Fantastic Whores (Fantastic Four) : Cinsel açıdan özel güçlerle donatılmış 4 adet mutant adeta 900′lü hatlar gibi kendilerini şehrin cinsel tatminsizliğini çözmeye adamışlardır. Nerede bir tatminsizlik mevcutsa orada biterler. Diğer 3 adam normal tatminsizlik durumunda gitse de, “Kaya Adam” yalnızca Rolling Stones gibi “I Can’t Get No Satisfaction” diye haykıranların göz bebeğidir. Tatmin olmuş bir şehir düşünün, kimse kimseyi eften püften sebeplerden bıçaklamıyor. En iyi suçla savaşma yöntemi bu olurdu sanırım.

White Man Can’t Hump (White Man Can’t Jump) : Tam anlamıyla bir azim öyküsü. Beyaz destekçisi, hafiften ırkçı yönetmenin cinsellikte zenci hegemonyasını kırmak üzere yaptığı bir film. Arkadaşı zenci Johnson’ın tuttuğunu devirmesinden ötürü hep bi eziklik hisseden, tatminkar olamayan beyaz Tom, bir gün kondüsyon çalışmalarına başlar ve “Johnson birse ben iki götürüyorum uleeen!” durumuna getirir olayı.

Lust Tango in Paris (Last Tango in Paris) : Öyle filmler vardır ki, esinlendiği filmden bile daha iyi iş çıkarır. İşte bu film de onlar
dan.
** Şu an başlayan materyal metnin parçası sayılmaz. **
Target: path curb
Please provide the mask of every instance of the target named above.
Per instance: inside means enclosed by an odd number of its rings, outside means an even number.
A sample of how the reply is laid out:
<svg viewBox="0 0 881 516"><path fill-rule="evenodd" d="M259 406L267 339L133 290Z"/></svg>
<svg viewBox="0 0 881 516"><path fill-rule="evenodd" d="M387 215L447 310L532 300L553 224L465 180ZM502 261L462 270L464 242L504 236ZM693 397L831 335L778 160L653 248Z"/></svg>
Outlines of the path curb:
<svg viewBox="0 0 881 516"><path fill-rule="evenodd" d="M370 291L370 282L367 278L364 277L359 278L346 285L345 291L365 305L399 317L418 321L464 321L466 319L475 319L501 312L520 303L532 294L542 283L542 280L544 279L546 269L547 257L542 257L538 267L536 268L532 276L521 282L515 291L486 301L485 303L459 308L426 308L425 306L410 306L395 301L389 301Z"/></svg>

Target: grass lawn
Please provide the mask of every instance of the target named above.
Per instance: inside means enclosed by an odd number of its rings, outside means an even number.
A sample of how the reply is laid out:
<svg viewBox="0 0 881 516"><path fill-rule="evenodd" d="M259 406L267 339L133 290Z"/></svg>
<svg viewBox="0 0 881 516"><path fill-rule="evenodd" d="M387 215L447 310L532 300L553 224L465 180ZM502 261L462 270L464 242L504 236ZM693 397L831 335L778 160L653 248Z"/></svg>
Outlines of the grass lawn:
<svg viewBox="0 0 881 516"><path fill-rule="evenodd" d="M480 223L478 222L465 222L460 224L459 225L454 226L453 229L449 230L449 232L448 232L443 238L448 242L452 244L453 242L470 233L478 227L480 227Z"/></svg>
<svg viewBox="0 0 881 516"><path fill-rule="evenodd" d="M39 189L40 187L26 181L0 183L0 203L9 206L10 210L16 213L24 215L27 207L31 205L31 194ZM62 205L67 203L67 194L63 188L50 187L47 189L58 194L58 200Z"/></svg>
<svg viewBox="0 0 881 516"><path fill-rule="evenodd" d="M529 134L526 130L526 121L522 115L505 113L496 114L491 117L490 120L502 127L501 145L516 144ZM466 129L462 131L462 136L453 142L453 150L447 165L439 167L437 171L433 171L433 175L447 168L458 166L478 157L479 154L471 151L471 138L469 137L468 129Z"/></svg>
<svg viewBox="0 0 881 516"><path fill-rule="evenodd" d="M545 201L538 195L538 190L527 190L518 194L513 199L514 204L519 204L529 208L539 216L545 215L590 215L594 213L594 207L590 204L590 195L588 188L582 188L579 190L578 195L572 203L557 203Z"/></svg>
Orjinalindeki cinselliğin dozunu ve kullanım şeklini beğenmeyen usta yönetmen Van Damage, “Şehvet öyle değil, böyle olur der” ve kahramanlarımız film boyunca cinselliği irdelemek adına birbirlerini irdelerler kutu gibi bi odada. Adeta tavşanlar gibi durmaksızın irdelerler.

Tits a Wonderful Life (It’s a Wonderful Life) : Tek amacı bulunduğu kasabadan uzaklaşıp, sadece dünyayı keşfetmek olan Corc, kardeşinin zoruyla gittiği baloda bir bayanla ilk temaslarını yaşar ve adeta bağımlılık yaratır. Kendini sürekli birilerine yumulurken bulan Corc, bir gün kasabada hiç yumulacak bir kadın bulmadığını farkedince intihar etmeye kalkar. Sonra ilahi müdahaleyle birlikte sokağa çıktığında, aslında her kadınla bir kere yapmaması gerektiğini farkeder.

From Lust Till Dawn (From Dust Till Dawn) : Zombie slasher türünün, pornodaki teen slashera uyarlanmış hali. Girdiği bir gece kulübünde bir kadının ayağından şarap içtiği an azgınlığını körükleyemeyen Tarantor o azgınlıkla birlikte tüm gece kulübündekilerin üstünden gelebileceğini söyler. Yalnız Tarantor’un tadına bir bakan bi daha istemektedir. Bu sebepten ötürü Tarator işini gördüklerini, bir daha istemesin diye öldürür ve iflahı kesilse de hepsinin icabına bakar. Ortalık da bayağı leş kokmuştur hani.

Bir sinefil için tabi ki izleyeceği filmler hiçbir zaman bitmez. Ama diğer filmlere geçmeden önce ilk olarak bu klasikleri izlemenizi, daha sonra da daha spesifik zevklere hitap eden Blair Bitch Project, Nirvanal, Reservoir Cocks, Black Hawk Up, Pump Friction, The Empire Stikes From the Back, The Italian Blowjob, Breakfast on Tiffany, The Sexorcist, Cream Theater, One Blew Over the Cuckoo’s Breast, Fun With Jane’s Dick, Lock Cock and Two Smoking Bimbos ve 2001 : Big Bust Odyysey isimli filmleri izlemenizi öneririm. Zaten siz o filmleri izleyip filmografinizi geliştirene kadar ben bu filmler hakkında da topluca bir kritik yapmayı düşünüyorum. Unutmayın, filmler bilinçsiz izlendiği zaman katkısından çok zararı dokunur.

Yazı bittiğinde “Joe Satriani – Andalusia” çalıyordu.